La diatriba legale in corso da anni tra l’attuale presidente e socio di maggioranza del Pescara Calcio Daniele Sebastiani e l’ex amministratore delegato e oggi socio di minoranza Danilo Iannascoli segna un punto per Iannascoli. Il Tribunale di L’Aquila ha accolto tutte le istanze presentate da Danilo Iannascoli e ha dichiarato il bilancio al 30/6/2016 della Delfino Pescara 1936 “redatto in modo non conforme ai precetti normativi” e quindi “di per se’ illecito”. Il Tribunale di L’Aquila ha dichiarato la Nullita’ della deliberazione assunta dall’Assemblea dei Soci in data 21/11/2016 nella parte in cui e’ stato approvato il bilancio chiuso al 30/06/2016. Inoltre ha condannato la Societa’ Delfino Pescara 1936 alla rifusione di tutte le spese di lite.

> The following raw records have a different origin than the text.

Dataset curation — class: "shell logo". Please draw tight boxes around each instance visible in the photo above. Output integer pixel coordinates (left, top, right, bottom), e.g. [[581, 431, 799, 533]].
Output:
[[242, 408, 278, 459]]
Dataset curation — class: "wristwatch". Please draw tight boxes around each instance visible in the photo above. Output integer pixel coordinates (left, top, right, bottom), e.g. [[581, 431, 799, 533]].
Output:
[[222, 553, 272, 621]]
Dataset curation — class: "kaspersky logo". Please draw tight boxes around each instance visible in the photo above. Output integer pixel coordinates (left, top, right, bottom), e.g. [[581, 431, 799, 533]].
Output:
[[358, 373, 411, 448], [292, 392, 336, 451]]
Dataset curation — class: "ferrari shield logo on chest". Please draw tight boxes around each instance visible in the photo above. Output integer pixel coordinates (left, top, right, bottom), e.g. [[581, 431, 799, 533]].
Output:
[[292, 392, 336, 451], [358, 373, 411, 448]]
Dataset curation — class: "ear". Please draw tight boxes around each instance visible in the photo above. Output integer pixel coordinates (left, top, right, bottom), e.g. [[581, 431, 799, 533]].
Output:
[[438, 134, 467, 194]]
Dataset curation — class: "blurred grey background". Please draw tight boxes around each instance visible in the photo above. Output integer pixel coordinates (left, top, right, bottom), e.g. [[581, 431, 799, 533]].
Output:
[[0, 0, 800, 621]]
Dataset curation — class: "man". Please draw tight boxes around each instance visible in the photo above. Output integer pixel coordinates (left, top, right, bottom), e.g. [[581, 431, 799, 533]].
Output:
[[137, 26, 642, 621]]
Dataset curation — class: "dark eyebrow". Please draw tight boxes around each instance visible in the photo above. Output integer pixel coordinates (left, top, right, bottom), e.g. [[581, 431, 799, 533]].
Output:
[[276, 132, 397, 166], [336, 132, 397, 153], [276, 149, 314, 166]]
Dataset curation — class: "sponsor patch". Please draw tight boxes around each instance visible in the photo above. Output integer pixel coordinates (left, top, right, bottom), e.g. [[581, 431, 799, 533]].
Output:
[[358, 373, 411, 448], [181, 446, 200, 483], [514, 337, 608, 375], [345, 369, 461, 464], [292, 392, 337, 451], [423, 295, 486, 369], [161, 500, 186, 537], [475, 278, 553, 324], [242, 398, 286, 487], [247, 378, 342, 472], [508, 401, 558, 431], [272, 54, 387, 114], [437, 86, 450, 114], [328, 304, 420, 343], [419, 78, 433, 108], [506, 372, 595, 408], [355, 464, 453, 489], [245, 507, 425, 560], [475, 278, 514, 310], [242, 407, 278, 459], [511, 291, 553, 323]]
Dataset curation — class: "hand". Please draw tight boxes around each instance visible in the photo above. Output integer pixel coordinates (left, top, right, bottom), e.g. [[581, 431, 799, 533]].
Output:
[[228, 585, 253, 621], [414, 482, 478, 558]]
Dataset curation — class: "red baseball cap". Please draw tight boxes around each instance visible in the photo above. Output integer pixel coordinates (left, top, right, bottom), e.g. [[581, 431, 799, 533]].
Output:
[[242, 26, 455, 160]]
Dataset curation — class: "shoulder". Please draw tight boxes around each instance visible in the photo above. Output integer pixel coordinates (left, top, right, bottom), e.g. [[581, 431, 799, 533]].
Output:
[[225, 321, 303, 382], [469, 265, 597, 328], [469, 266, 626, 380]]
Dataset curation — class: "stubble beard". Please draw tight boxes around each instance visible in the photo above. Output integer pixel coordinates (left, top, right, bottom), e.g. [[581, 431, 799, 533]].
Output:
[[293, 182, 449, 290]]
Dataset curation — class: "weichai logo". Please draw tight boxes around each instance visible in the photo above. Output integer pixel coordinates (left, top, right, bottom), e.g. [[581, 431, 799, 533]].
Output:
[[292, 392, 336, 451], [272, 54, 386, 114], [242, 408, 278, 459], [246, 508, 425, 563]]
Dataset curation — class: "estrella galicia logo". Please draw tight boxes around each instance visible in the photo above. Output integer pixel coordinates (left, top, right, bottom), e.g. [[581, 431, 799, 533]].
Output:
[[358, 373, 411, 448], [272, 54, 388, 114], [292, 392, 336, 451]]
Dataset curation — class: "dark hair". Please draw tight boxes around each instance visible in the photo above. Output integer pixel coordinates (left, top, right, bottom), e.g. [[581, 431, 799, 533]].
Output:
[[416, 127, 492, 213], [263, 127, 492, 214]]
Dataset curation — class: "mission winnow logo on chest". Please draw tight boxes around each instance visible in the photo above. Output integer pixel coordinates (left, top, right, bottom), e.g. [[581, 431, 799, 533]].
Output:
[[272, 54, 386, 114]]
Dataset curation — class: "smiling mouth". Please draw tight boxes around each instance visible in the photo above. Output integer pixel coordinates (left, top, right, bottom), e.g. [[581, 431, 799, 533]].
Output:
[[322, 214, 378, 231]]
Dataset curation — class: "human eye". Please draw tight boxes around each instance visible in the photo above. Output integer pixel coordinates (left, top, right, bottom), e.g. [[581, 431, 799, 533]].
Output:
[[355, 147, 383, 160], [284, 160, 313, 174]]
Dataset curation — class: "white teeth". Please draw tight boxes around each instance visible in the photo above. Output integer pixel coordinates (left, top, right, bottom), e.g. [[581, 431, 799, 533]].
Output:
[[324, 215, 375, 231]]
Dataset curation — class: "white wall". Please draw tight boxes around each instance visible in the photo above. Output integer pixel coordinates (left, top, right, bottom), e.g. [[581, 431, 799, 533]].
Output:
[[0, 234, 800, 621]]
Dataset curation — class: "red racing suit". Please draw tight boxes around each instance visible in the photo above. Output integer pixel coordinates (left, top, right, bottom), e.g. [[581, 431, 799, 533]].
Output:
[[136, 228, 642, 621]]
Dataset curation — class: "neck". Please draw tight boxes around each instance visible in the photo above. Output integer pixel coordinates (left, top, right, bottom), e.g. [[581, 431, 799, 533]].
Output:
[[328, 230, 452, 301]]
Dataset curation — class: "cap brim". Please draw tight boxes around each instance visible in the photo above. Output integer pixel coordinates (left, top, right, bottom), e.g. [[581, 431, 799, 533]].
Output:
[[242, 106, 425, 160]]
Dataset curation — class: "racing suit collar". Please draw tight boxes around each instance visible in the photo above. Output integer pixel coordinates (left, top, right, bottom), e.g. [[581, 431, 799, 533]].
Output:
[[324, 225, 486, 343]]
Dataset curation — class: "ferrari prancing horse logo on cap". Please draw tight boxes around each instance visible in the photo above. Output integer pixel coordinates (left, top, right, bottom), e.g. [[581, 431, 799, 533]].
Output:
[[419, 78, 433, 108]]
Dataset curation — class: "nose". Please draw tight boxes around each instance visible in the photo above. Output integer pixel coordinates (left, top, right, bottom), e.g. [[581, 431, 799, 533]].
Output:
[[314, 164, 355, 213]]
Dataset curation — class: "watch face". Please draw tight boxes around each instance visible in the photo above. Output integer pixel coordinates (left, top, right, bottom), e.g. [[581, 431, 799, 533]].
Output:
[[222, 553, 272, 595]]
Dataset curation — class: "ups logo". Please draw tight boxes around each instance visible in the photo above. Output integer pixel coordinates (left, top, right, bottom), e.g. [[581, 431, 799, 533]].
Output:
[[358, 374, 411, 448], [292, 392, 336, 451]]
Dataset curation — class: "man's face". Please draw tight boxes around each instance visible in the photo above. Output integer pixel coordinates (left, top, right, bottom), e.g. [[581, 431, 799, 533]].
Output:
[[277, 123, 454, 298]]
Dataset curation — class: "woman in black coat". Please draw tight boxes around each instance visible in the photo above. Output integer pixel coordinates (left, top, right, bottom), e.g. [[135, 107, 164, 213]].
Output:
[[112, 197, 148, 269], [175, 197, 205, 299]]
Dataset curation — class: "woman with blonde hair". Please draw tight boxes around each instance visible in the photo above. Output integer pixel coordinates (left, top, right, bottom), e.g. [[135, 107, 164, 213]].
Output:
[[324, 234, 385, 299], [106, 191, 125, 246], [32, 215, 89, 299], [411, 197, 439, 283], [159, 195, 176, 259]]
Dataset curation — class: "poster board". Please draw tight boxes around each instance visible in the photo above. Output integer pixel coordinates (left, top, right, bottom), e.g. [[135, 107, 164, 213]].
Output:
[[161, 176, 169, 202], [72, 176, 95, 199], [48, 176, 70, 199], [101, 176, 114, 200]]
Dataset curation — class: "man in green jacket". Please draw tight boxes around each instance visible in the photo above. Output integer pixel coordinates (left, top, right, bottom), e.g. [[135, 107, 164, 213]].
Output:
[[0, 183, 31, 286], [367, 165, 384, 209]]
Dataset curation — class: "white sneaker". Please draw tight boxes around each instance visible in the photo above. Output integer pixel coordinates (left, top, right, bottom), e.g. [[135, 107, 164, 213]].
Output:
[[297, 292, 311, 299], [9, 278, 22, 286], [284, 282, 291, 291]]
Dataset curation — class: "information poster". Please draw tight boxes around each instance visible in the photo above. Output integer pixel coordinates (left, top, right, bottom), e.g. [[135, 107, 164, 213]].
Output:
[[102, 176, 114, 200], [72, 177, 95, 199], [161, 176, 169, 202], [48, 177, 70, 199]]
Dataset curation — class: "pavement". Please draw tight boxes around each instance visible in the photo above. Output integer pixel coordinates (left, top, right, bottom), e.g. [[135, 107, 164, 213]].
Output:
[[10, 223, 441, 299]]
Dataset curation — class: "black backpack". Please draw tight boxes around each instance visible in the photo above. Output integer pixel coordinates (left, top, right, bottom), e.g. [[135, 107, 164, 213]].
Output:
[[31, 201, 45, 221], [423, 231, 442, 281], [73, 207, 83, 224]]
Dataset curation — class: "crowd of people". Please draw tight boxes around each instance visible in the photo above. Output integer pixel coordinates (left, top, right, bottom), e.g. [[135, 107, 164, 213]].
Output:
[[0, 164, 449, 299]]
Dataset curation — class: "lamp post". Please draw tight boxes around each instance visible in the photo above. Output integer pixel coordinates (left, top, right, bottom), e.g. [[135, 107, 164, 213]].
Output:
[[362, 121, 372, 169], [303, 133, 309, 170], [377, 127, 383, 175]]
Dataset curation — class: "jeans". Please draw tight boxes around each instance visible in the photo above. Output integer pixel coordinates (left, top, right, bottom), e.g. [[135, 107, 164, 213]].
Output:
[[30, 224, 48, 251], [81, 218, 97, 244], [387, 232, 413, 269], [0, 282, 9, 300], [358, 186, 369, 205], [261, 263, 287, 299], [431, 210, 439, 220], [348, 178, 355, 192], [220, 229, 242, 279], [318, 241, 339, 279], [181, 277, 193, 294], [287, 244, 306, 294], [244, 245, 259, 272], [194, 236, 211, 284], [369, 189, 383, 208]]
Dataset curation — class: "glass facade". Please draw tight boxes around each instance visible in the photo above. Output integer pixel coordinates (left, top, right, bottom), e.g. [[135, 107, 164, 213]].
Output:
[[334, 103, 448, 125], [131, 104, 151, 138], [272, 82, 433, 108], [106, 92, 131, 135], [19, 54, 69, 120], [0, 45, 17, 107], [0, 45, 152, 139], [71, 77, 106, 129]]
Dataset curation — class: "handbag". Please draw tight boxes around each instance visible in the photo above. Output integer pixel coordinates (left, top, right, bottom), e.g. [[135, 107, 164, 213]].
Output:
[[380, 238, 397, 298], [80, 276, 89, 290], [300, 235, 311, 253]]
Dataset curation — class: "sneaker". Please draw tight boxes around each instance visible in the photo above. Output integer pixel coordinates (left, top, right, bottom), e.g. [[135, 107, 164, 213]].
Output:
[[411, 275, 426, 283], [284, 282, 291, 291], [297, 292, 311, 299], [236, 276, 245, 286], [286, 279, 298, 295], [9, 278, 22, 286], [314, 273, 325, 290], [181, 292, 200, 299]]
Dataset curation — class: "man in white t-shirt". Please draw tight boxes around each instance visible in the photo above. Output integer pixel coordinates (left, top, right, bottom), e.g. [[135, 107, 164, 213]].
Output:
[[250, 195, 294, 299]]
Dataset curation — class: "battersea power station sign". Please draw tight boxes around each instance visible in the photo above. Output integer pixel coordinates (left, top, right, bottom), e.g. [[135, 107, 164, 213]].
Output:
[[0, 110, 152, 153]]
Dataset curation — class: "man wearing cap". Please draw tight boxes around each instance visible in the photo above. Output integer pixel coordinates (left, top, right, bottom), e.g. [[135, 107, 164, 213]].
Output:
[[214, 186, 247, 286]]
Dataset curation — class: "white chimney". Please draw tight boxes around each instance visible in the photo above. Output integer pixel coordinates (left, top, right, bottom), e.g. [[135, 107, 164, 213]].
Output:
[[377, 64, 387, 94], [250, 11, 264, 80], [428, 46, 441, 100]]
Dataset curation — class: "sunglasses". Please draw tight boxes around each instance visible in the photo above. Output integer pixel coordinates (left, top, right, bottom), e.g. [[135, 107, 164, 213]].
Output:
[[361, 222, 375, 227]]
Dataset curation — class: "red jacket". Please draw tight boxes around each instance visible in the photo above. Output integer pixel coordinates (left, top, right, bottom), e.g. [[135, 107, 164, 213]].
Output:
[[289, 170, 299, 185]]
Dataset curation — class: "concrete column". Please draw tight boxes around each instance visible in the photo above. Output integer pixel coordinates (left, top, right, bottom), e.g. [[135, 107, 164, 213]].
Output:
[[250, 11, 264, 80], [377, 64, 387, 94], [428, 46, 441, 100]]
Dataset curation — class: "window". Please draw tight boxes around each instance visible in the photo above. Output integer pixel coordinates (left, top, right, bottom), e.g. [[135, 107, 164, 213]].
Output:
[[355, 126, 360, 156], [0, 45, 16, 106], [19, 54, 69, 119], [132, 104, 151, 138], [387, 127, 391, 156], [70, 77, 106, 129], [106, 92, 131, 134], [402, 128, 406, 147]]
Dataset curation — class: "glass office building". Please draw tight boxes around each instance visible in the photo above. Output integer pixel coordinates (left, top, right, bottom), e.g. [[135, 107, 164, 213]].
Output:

Dopo il pronunciamento del Tribunale di di L’Aquila che ha accolto il ricorso dell’ex Ad del Pescara Danilo Iannascoli per conto della Cimmav Srl, in serata e’ arrivata la risposta della societa’ biancazzurra che, in attesa delle prossime mosse spiega in un comunicato che “Fermo restando l’assenza di qualsivoglia responsabilita’ da parte degli amministratori della Delfino Pescara 1936 SpA, come gia’ accertato, in via definitiva e in doppio grado di giudizio, con il rigetto delle azioni all’epoca proposte dalla Cimmav Srl, prendiamo atto della decisione adottata dal Tribunale di L’Aquila, relativa al bilancio di esercizio al 30 giugno 2016, rendendoci disponibili ad assumere ogni iniziativa di legge qualora, a seguito del gravame, dovesse divenire definitiva. Per altro verso dobbiamo valorizzare l’accertamento di legittimita’ contenuto in sentenza rispetto a diversi profili contestati da Cimmav Srl.”.